Beyond medical discovery, animals are used in toxicity and product safety testing. One traditional procedure is the Lethal Dose 50% (LD50) test, which measures the amount of a substance required to kill half of the test animals, typically rats or mice, when administered orally, by inhalation, or through skin application. The Draize test, first developed in 1944, involves applying a test substance to the eye or shaved skin of a restrained rabbit to assess irritation or corrosion over a period of up to 14 days. These toxicity tests are increasingly being modified or phased out due to concerns about animal suffering and their predictive accuracy for human outcomes.
Oversight and Legal Standards
The use of animals in research is governed by complex regulations. In the United States, the primary federal legislation is the Animal Welfare Act (AWA), which sets minimum standards for the housing, handling, and veterinary care of certain warm-blooded animals used in research, exhibition, and transport. The AWA excludes laboratory-bred rats (Rattus), mice (Mus), and birds from its definition of a protected animal, despite these species constituting the vast majority of animals used in research.

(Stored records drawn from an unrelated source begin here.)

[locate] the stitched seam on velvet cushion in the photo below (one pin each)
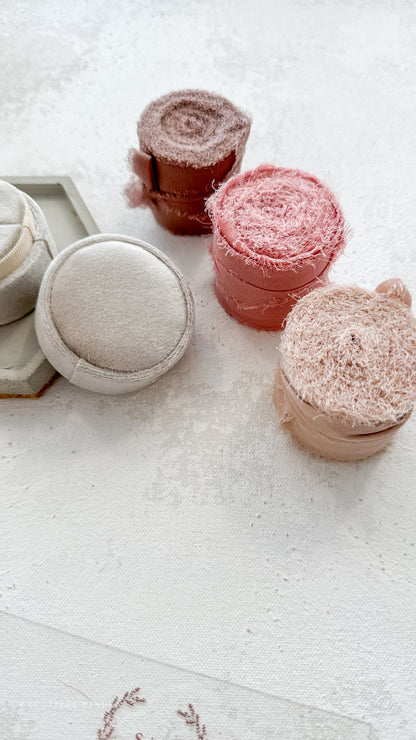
(129, 376)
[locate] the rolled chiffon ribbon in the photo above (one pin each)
(190, 142)
(276, 233)
(346, 427)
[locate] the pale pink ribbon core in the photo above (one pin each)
(324, 437)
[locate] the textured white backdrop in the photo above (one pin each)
(181, 523)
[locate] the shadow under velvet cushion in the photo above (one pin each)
(113, 314)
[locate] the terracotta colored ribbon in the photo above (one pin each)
(324, 437)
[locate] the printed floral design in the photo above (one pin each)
(131, 698)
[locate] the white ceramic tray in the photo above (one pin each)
(24, 370)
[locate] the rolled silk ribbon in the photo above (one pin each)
(190, 142)
(365, 348)
(276, 233)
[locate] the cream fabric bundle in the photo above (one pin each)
(114, 314)
(347, 375)
(26, 249)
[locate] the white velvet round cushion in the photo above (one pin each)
(26, 249)
(113, 314)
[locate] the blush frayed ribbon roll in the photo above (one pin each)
(276, 233)
(346, 381)
(190, 142)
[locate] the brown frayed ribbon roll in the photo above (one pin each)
(190, 142)
(347, 375)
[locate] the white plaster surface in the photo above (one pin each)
(181, 523)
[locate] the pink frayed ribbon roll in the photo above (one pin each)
(346, 380)
(276, 233)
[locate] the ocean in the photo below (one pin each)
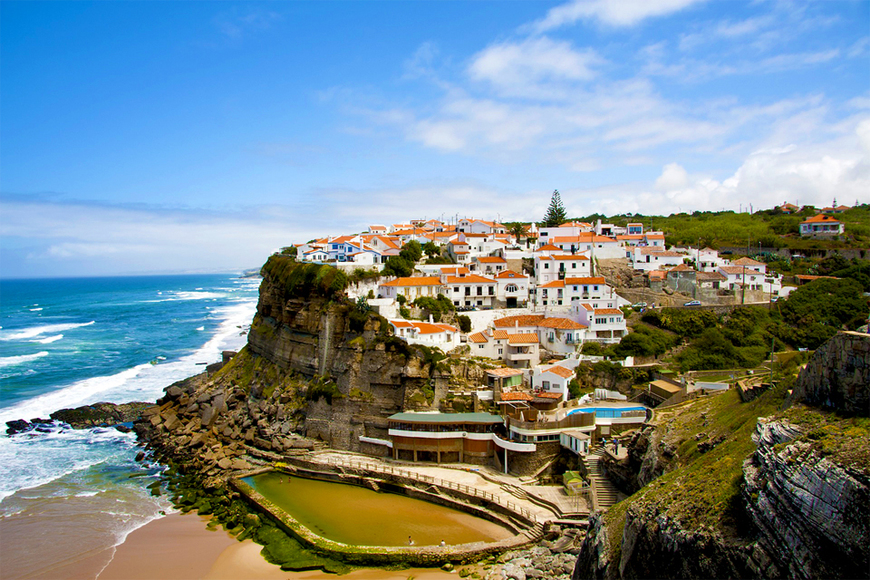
(66, 494)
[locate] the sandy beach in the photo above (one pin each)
(179, 547)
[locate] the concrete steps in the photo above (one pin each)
(606, 493)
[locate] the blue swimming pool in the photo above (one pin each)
(609, 412)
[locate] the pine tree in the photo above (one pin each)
(555, 213)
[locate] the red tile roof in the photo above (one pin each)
(522, 319)
(523, 338)
(561, 371)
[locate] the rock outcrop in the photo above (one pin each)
(813, 514)
(838, 376)
(800, 500)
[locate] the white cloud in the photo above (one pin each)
(609, 12)
(522, 68)
(673, 177)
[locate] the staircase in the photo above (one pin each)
(605, 493)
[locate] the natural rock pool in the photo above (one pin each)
(359, 516)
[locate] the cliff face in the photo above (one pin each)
(747, 489)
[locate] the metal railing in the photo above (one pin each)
(428, 479)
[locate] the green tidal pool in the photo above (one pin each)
(359, 516)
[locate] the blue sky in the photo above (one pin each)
(194, 136)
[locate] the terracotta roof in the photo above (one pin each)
(821, 218)
(414, 281)
(516, 396)
(561, 371)
(747, 262)
(586, 280)
(561, 323)
(469, 279)
(522, 319)
(504, 372)
(737, 270)
(681, 268)
(455, 270)
(583, 238)
(428, 328)
(570, 257)
(509, 274)
(700, 276)
(523, 338)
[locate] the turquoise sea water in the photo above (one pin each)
(66, 343)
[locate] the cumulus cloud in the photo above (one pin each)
(610, 12)
(520, 68)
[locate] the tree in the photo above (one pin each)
(431, 249)
(555, 213)
(412, 251)
(518, 231)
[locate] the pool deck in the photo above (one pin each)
(545, 503)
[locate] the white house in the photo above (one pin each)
(561, 266)
(470, 290)
(822, 225)
(443, 336)
(412, 288)
(512, 289)
(554, 377)
(603, 324)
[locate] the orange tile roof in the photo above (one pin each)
(570, 257)
(504, 372)
(469, 279)
(427, 328)
(522, 319)
(516, 397)
(747, 262)
(523, 338)
(414, 281)
(561, 371)
(455, 270)
(586, 280)
(510, 274)
(561, 323)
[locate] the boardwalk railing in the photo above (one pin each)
(428, 479)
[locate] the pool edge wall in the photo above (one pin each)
(424, 556)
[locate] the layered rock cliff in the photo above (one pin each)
(748, 489)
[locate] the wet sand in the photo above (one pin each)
(179, 547)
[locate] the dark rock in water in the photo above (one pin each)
(100, 414)
(17, 426)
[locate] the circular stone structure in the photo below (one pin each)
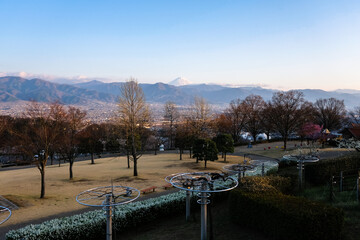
(5, 214)
(97, 197)
(204, 183)
(108, 197)
(240, 168)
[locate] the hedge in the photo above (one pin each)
(320, 172)
(285, 217)
(91, 225)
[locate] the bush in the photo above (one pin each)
(259, 203)
(286, 217)
(320, 172)
(91, 225)
(265, 184)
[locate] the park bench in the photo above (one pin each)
(167, 186)
(146, 190)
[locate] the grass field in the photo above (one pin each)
(22, 186)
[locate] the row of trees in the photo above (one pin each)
(48, 130)
(43, 131)
(285, 114)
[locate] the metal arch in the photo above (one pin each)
(5, 209)
(122, 196)
(194, 182)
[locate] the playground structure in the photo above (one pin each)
(204, 183)
(108, 197)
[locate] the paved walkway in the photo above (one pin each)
(4, 230)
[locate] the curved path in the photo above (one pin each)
(5, 229)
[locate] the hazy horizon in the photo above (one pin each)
(278, 44)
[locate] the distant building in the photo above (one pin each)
(351, 132)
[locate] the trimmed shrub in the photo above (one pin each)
(319, 173)
(282, 216)
(91, 225)
(265, 184)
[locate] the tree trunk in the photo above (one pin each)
(128, 158)
(42, 172)
(92, 158)
(285, 141)
(135, 166)
(71, 162)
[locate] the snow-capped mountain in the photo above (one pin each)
(179, 82)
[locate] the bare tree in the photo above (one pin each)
(73, 123)
(171, 116)
(355, 115)
(237, 115)
(200, 117)
(287, 112)
(133, 114)
(40, 134)
(254, 106)
(90, 140)
(330, 113)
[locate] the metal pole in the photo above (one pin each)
(357, 189)
(108, 219)
(203, 216)
(300, 174)
(341, 181)
(187, 205)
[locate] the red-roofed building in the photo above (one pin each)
(352, 132)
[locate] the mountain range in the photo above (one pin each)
(17, 88)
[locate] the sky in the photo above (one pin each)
(274, 44)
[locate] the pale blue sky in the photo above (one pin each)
(279, 44)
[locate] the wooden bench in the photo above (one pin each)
(146, 190)
(167, 186)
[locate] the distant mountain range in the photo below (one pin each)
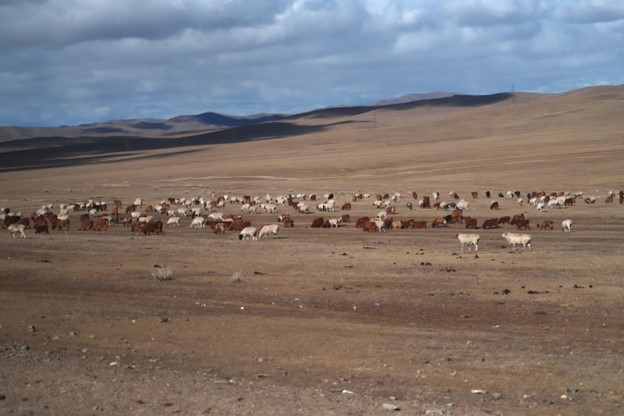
(182, 125)
(413, 97)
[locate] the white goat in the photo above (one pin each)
(334, 222)
(17, 228)
(469, 239)
(198, 222)
(267, 230)
(463, 205)
(248, 233)
(174, 221)
(515, 239)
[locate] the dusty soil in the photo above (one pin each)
(326, 321)
(320, 321)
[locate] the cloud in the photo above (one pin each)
(63, 61)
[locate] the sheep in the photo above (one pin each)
(198, 222)
(173, 221)
(216, 216)
(515, 239)
(463, 205)
(469, 239)
(269, 229)
(248, 233)
(17, 228)
(334, 222)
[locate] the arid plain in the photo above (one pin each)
(329, 321)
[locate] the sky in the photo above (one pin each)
(69, 62)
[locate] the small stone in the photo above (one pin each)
(390, 406)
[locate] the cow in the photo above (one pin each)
(490, 223)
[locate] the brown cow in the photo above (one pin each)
(457, 215)
(152, 227)
(504, 220)
(86, 226)
(490, 223)
(41, 227)
(517, 218)
(60, 224)
(361, 221)
(426, 202)
(407, 223)
(100, 225)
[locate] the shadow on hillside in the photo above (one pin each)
(453, 101)
(48, 152)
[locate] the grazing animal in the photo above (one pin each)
(248, 233)
(268, 230)
(469, 239)
(490, 223)
(86, 226)
(419, 224)
(318, 222)
(198, 222)
(515, 239)
(173, 221)
(545, 225)
(471, 223)
(17, 228)
(523, 224)
(438, 222)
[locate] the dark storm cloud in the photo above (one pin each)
(69, 62)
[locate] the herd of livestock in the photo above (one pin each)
(209, 213)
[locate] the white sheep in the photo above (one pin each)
(469, 239)
(334, 222)
(173, 221)
(515, 239)
(17, 228)
(267, 230)
(198, 222)
(248, 233)
(216, 216)
(463, 205)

Every institution that uses regulated animals must establish an Institutional Animal Care and Use Committee (IACUC) to oversee and evaluate the animal care and use program. The IACUC reviews and approves every proposed animal research protocol to ensure compliance with federal and institutional guidelines. This committee is legally required to include:
- A veterinarian
- A scientist
- A non-scientist
- A member unaffiliated with the institution
Central to the ethical and legal framework guiding modern animal use is the principle of the “Three Rs”: Replacement, Reduction, and Refinement. Replacement requires researchers to use methods that avoid or substitute the use of animals entirely whenever scientifically feasible. Reduction focuses on minimizing the number of animals used to obtain scientifically valid data, often achieved through rigorous experimental design and statistical analysis. Refinement demands modifications to husbandry or experimental procedures to alleviate or minimize any potential pain, suffering, or distress.

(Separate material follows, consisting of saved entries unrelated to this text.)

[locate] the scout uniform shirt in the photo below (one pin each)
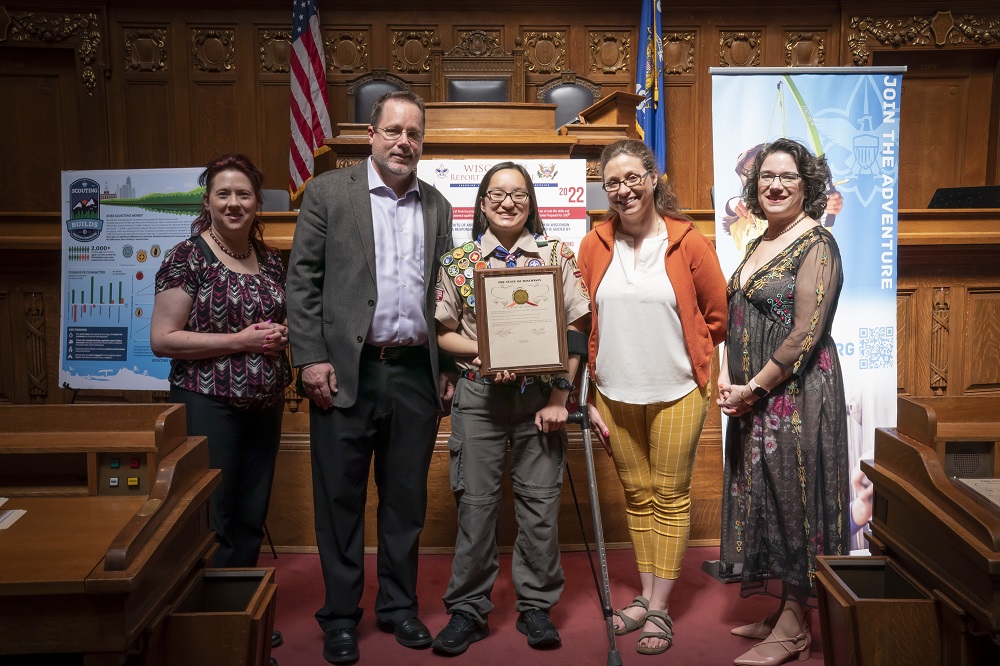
(455, 293)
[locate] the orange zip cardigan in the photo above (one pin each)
(694, 272)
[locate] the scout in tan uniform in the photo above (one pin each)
(490, 413)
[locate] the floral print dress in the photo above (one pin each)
(785, 493)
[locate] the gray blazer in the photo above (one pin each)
(331, 289)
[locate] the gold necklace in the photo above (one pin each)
(786, 229)
(227, 250)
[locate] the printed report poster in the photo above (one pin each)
(116, 225)
(560, 187)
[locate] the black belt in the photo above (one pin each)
(394, 354)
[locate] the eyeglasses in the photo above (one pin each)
(631, 181)
(498, 196)
(393, 134)
(766, 178)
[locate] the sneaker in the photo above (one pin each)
(461, 630)
(536, 625)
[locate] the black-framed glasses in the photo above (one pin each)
(788, 178)
(393, 134)
(631, 181)
(498, 196)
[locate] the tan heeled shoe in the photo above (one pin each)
(795, 647)
(760, 629)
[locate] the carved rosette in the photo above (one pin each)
(940, 327)
(38, 371)
(740, 49)
(478, 44)
(146, 49)
(943, 29)
(346, 51)
(546, 51)
(609, 51)
(56, 28)
(411, 50)
(805, 49)
(213, 50)
(678, 53)
(275, 48)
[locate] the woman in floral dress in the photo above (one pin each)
(785, 495)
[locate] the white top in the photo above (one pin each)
(641, 355)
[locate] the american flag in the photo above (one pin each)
(310, 119)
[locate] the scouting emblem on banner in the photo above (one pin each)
(84, 223)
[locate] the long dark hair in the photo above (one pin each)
(235, 162)
(664, 198)
(814, 170)
(479, 221)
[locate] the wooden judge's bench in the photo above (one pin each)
(104, 537)
(930, 593)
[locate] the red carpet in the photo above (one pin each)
(703, 610)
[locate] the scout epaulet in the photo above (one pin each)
(460, 265)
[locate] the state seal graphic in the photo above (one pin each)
(84, 223)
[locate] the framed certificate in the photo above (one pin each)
(520, 320)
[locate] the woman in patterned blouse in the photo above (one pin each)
(219, 314)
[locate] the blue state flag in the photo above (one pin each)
(650, 116)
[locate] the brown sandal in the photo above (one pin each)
(630, 625)
(666, 631)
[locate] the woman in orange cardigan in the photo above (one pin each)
(659, 310)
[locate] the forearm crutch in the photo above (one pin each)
(582, 416)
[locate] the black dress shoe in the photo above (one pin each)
(536, 625)
(461, 631)
(410, 632)
(340, 646)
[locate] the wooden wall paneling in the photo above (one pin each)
(905, 348)
(682, 114)
(981, 348)
(9, 349)
(272, 66)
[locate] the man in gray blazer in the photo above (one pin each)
(361, 298)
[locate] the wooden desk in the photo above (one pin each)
(88, 569)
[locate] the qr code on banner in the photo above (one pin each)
(876, 347)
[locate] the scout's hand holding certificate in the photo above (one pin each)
(520, 320)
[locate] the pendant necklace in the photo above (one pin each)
(226, 249)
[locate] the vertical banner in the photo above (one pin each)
(560, 187)
(116, 227)
(849, 115)
(650, 114)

Non-Animal Testing Methods
The mandate for Replacement has driven significant innovation in non-animal testing methods, often grouped under the term “New Approach Methodologies” (NAMs). One sophisticated alternative is the Organ-on-a-Chip (OOC) technology, which mimics the physiological functions of human organs. These thumb-drive-sized chips integrate microfluidic channels and three-dimensional cell cultures, allowing researchers to simulate organ-specific functions like the breathing motion of a lung or the filtering of a kidney. OOC systems are considered highly predictive because they use human cells and replicate the mechanical and biochemical environment of the body.
In silico modeling, or computer-based simulation, is another growing field that uses complex algorithms and computational chemistry to predict how a substance will interact with biological targets. By leveraging vast databases of chemical structures and biological data, researchers can conduct virtual screening of millions of compounds to assess properties like toxicity or drug efficacy before any laboratory work is performed. This method significantly reduces the number of compounds that need to be physically synthesized and tested, streamlining the discovery process and reducing reliance on traditional testing methods.

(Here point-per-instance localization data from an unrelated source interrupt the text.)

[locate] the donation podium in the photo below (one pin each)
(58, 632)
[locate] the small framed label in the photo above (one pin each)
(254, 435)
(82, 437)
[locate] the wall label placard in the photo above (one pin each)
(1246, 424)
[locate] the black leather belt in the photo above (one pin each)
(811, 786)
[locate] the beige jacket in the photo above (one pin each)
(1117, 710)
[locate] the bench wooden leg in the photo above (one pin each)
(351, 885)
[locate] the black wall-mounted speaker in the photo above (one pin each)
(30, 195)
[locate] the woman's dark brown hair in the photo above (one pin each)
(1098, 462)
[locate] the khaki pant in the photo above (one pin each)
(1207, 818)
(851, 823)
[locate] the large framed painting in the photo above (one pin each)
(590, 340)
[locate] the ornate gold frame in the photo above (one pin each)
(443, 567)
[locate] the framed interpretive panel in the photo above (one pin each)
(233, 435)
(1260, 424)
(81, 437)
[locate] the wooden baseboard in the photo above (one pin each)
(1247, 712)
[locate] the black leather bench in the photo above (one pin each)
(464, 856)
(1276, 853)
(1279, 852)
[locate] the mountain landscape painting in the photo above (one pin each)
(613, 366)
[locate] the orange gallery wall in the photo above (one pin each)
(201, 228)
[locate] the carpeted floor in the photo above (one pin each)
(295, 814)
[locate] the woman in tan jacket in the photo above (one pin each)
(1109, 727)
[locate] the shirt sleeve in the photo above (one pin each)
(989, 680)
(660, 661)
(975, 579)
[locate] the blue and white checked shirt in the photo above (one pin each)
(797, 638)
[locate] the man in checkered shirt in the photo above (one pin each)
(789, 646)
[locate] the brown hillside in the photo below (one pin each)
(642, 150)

Microdosing studies provide an early, human-relevant alternative for drug development by employing human volunteers for what are known as Phase 0 trials. A microdose is an extremely small, sub-therapeutic amount of a drug—typically less than 1/100th of the dose calculated to produce a pharmacological effect. This non-toxic dose allows scientists to use ultra-sensitive techniques like Accelerator Mass Spectrometry (AMS) to track how the human body absorbs, distributes, metabolizes, and excretes the compound. The continued development and regulatory acceptance of these advanced methods are steadily shifting the paradigm away from animal-based research.